Filed under: Features

'X-FILES 2' DAY: The Story of a Set Visit

Not your average day at the office


This is Fox Mulder's house, Spotnitz announces –

and as you've all probably heard we're trying very hard to protect the secrecy of this movie.
So I'm not going to tell you anything to ruin it.
But anything I do tell you, or anything that you do figure out about it, I really do appreciate it if you try to be discreet until the movie comes out.

We nod real angelic like — fingers crossed — and make sure our recorders are jammed so close to his goateed mouth they'll smell of his breath for days to come. Minty, I hope.

And he goes on chattering about how the house replicates a real one used for exteriors and for the story's setting it'll be somewhere around Washington D.C. in the winter. And Mulder has been hiding out here from the Feds for the last six years. And I'm like thinking, better not reveal any of that. Need to stay on the studio's good side and all.

So we enter the living room. Vintage rugs and books and shelving and furniture and all other sorts of old-fashioned knickknacks make up the decor. Lots of darks, creams, browns and wood. And Spotnitz is like, we did a number of things to try to make it feel like Mulder's home. So you'll notice the brown railing that goes around the living room. There was one just like that in his apartment. The feel of carpets and furniture is keeping with the type of furniture he had in his apartment in the show.

But I'm thinking, shit, with the exception of Mulder's pet goldfish and scattered newspapers and old copies of "Scientific American," this joint reminds me of a room in a funeral parlor. That side room you shuffle off to when you tire of staring at the stiff in the box and want to eat gingersnaps and drink mini cans of 7-Up.

Spotnitz leads us past a staircase going up to nowhere and towards a door in the back of the living room. I'm stuck in the rear of this wolf-pack and hear giggling ahead.

Oh.

We've just walked into the lair of a goddamn lunatic.

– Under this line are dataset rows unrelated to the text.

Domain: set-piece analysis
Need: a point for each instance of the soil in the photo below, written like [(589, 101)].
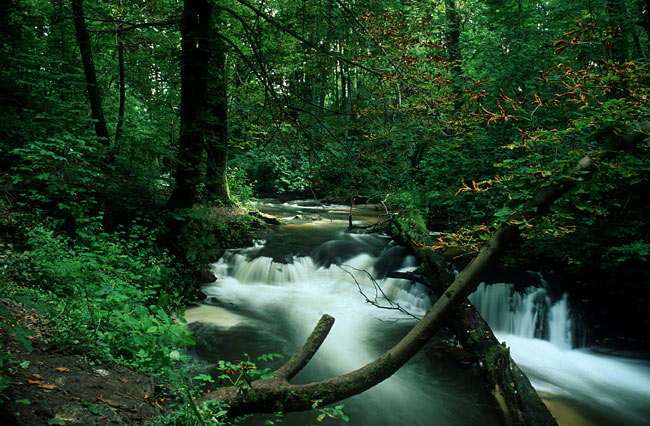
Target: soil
[(51, 387)]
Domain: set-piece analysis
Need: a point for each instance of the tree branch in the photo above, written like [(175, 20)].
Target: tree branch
[(306, 353)]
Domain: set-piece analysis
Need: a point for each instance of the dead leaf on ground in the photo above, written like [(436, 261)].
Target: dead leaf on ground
[(101, 399), (35, 380)]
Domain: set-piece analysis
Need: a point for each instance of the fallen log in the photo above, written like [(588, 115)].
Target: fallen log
[(277, 394)]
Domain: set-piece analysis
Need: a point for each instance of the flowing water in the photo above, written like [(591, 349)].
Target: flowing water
[(546, 341), (268, 298)]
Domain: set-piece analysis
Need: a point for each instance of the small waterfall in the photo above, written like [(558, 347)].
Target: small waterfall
[(530, 314)]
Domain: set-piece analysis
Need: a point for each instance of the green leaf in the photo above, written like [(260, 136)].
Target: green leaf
[(96, 410)]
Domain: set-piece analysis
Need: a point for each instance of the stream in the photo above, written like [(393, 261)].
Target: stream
[(268, 298)]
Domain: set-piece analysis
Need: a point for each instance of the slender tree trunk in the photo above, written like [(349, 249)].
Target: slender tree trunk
[(194, 64), (216, 138), (645, 23), (122, 107), (94, 95), (279, 395), (631, 28), (619, 43)]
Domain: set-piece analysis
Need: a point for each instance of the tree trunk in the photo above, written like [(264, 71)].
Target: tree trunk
[(121, 110), (94, 95), (216, 138), (194, 64), (518, 399), (195, 24), (615, 19), (279, 395)]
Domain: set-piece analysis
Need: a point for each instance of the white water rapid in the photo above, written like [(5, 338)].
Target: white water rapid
[(542, 334), (268, 298)]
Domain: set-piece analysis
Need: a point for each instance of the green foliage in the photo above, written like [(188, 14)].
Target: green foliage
[(330, 412), (241, 189), (210, 230), (107, 295)]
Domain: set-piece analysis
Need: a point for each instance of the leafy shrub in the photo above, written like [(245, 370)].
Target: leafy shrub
[(107, 296)]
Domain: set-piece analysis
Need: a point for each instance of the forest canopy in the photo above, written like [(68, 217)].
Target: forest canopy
[(132, 128)]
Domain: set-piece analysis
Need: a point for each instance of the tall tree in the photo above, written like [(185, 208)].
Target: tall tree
[(94, 93)]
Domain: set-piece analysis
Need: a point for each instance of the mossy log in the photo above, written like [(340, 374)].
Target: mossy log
[(277, 394), (515, 395)]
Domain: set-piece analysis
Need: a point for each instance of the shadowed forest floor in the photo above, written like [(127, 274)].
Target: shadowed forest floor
[(51, 387)]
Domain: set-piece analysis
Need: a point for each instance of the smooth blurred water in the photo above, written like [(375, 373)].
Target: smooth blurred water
[(545, 342), (268, 298)]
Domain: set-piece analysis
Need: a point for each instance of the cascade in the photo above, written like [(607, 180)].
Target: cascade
[(531, 313), (268, 297)]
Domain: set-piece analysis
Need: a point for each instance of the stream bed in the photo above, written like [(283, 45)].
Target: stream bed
[(268, 298)]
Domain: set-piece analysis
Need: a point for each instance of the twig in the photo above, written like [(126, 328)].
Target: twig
[(379, 293)]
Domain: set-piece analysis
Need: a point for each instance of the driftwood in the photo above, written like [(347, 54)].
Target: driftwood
[(278, 394)]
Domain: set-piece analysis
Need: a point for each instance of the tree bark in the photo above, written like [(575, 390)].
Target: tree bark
[(195, 25), (94, 95), (122, 104), (279, 395), (216, 138), (518, 399)]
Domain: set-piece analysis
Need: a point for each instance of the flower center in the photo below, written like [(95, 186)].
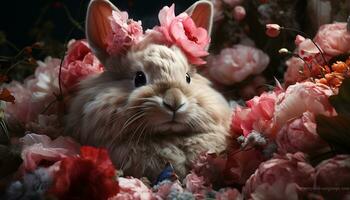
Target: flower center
[(189, 35)]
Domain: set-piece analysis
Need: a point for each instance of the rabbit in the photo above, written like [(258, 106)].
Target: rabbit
[(150, 106)]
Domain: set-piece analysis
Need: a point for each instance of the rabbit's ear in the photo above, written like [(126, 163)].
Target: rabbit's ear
[(98, 26), (202, 14)]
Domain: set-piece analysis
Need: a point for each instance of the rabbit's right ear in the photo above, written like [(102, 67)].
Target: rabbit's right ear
[(98, 26)]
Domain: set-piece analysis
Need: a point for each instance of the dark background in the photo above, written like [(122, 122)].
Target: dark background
[(24, 22)]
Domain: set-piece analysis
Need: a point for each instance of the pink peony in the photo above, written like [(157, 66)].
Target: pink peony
[(295, 72), (257, 116), (40, 150), (333, 39), (239, 13), (300, 135), (235, 64), (163, 189), (309, 52), (273, 30), (218, 10), (132, 189), (125, 33), (196, 185), (211, 167), (35, 94), (23, 110), (299, 39), (232, 3), (334, 173), (302, 97), (240, 166), (228, 193), (183, 32), (290, 168), (276, 191), (79, 63)]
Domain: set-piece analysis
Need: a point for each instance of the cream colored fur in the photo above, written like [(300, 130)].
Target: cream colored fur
[(108, 111)]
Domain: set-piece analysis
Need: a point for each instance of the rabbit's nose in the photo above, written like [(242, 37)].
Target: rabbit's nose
[(173, 99)]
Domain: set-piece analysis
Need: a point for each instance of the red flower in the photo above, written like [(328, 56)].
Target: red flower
[(273, 30), (90, 176)]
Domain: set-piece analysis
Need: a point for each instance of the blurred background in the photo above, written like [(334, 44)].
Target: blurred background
[(32, 30)]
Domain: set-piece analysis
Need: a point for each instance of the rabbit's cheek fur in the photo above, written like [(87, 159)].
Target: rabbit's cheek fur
[(168, 119)]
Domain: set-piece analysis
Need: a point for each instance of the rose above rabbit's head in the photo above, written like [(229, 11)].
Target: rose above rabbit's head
[(150, 105)]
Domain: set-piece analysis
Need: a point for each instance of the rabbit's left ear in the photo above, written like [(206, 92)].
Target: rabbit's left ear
[(202, 13)]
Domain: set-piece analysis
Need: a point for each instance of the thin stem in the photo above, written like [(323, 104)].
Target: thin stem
[(307, 36)]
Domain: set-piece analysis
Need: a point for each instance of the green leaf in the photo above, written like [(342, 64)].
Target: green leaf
[(341, 102)]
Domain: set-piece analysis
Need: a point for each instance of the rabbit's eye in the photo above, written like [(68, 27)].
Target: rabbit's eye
[(140, 79), (188, 78)]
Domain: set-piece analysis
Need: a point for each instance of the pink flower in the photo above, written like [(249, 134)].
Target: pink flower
[(35, 94), (277, 190), (228, 193), (257, 116), (239, 13), (300, 135), (296, 71), (273, 30), (40, 150), (302, 97), (163, 189), (183, 32), (23, 110), (290, 168), (309, 52), (218, 10), (333, 39), (132, 189), (195, 185), (240, 166), (235, 64), (299, 39), (334, 173), (211, 167), (125, 33), (232, 3), (79, 63)]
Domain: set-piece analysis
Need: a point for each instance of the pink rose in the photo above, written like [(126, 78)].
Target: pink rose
[(195, 185), (273, 30), (239, 13), (79, 63), (309, 52), (163, 189), (23, 110), (183, 32), (228, 193), (300, 135), (333, 39), (241, 165), (132, 189), (290, 168), (257, 116), (232, 3), (211, 167), (277, 190), (334, 173), (35, 94), (218, 10), (302, 97), (125, 33), (235, 64), (295, 72), (299, 39), (41, 150)]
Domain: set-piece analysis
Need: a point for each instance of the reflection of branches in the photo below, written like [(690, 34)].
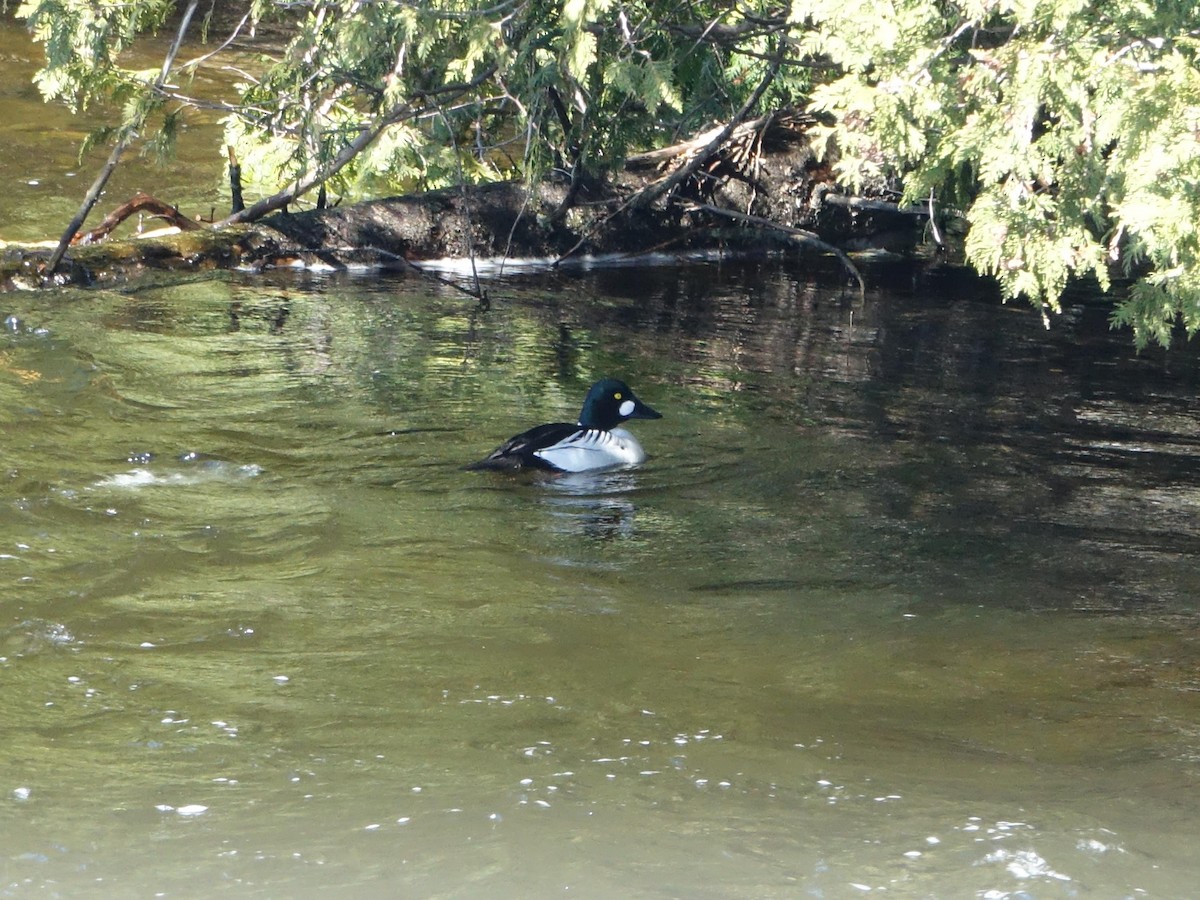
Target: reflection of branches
[(797, 234), (125, 137), (366, 136)]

Dozens of pencils dangle from the ceiling like some absurd Indiana Jones death trap. Pine walls are blanketed with hundreds of news clippings and photos and drawings with strings running across connecting them — hey there's the monster from the black and white episode. Stacks of old "New York Times" stuffed in all crevices. This is The X-Files Home Office, says Spotnitz. As you can tell Mulder's a bit of a pack rat.

Sunflower seeds sit on the solid wood desk along with a pic of Mulder's sister and disheveled papers. Globes and maps and vintage books placed everywhere. Collections of dead tarantulas shadowboxed and displayed. And a Dell PC takes up a corner — a PC in a Hollywood movie, truly a conspiracy is afoot. And of course, pinned to the wall in this visual cacophony is, as one journo gasps, "The Poster."

Yes, we're in the presence of the famous "I Want to Believe" UFO poster — the badge of a man's virginity if hung in his bedroom. Who's had the poster for the last six years? I don't know, says Spotnitz. But it is one of the originals from the show.

Some try to goad Spotnitz in spilling details on the flick's story. C'mon tell us something. Anything. So Mulder and Scully been away from each other? Sorry, I can't confirm the way you worded that question. Yeesh!

I lean against a couple of tall, black filing cabinets. "Unexplained Files." Perhaps the script is in here. I'm tempted to peek, but Spotnitz herds us out from Mad Mulder's office into the room next door.